La mente umana in un'equazione matematica
Ma l’informatica è solo la base. Come spiega il direttore del progetto, Henry Markram, su Le Scienze, sarà necessario “tradurre in forma di equazioni matematiche i processi biologici descritti da queste regole [quelle che descrivono l’organizzazione del cervello] e sviluppare il programma per risolvere le equazioni su un supercomputer. E sviluppare il programma che costruirà un cervello conforme alla biologia, Brain Builder, il costruttore di cervelli, come lo abbiamo chiamato”. Il problema è che la matematica alla base dei sistemi biologici è del tutto diversa da quella che conosciamo, o meglio da quella che conoscono i migliori matematici del mondo. I sistemi biologici non sono come i sistemi fisici. Dato un fenomeno X, non possiamo essere certi che seguirà il fenomeno Y. Possiamo solo dire con che probabilità potranno seguire una serie di fenomeni.
Come riuscirci, praticamente? Qualcosa c’è già. Nel 2005 è stato realizzato il modello virtuale di un singolo neurone, e nel 2008 della colonna neurocorticale, circa 10.000 neuroni.
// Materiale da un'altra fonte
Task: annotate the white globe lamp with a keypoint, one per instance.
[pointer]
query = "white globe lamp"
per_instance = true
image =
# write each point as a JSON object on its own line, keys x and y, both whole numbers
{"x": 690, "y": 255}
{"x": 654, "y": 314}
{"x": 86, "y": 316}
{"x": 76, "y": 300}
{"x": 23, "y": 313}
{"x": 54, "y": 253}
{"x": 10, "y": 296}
Materia amorfa, fatta “di silicio”, nel senso che esiste solo dentro un computer. Ma quando i ricercatori l’hanno attivata, hanno visto che i neuroni virtuali hanno iniziato a dialogare tra loro, simulando correttamente il funzionamento della corteccia umana. Si va avanti così: a piccoli passi. I matematici lo chiamano metodo perturbativo. Poiché le equazioni definitive sono troppo complesse per essere comprese, si parte da qualcosa di più semplice e man mano si aggiunge qualche fattore in più, “perturbando” la base di partenza. Il BHP funzionerà allo stesso modo. Simuleremo prima il cervello di un topo. È un mammifero come noi, solo che è molto più semplice. Man mano aggiungeremo particolari, fino a simulare il cervello di un essere umano neonato.
Cosa possiamo fare con un cervello simulato
A cosa serve tutto questo? A molte cose. A livello neurologico, sarà possibile simulare cervelli affetti da malattie neurodegenerative, come l’Alzheimer, o da semplice depressione; cervelli di persone autistiche o che hanno subito traumi cerebrali. Capiremo meglio cos’è che non va in quei cervelli e troveremo il modo di ripararli. Ma non solo. Quando riusciremo a fare in modo che la simulazione del cervello di un neonato riesca a connettersi a un corpo artificiale inserito all’interno di un ambiente reale, potremo controllare 24 ore su 24 come cambia il cervello in risposta agli stimoli, e come cresce. E c'è qualcuno davvero molto interessato al progetto: un miliardario russo che ha già investito milioni nel tentativo di riuscire entro il 2045 a trasferire il nostro cervello biologico in una copia virtuale, garantendoci l'immortalità. Certo non mancheranno i problemi etici, ammette Markram. Un cervello simulato simile se non identico al nostro potrebbe essere cosciente di se stesso? Anche se non lo fosse, avrebbe dei diritti? Potremo usarlo per compiere esperimenti? E soprattutto, potrebbe essere la prima forma di post-umanità? I sostenitori del postumanesimo ritengono che la nostra civiltà entrerà in una nuova fase dell’evoluzione quando i computer saranno in grado di superare il cervello umano. Il BHP ci riuscirà? Per avere una risposta, gli scienziati ci danno appuntamento al 2023.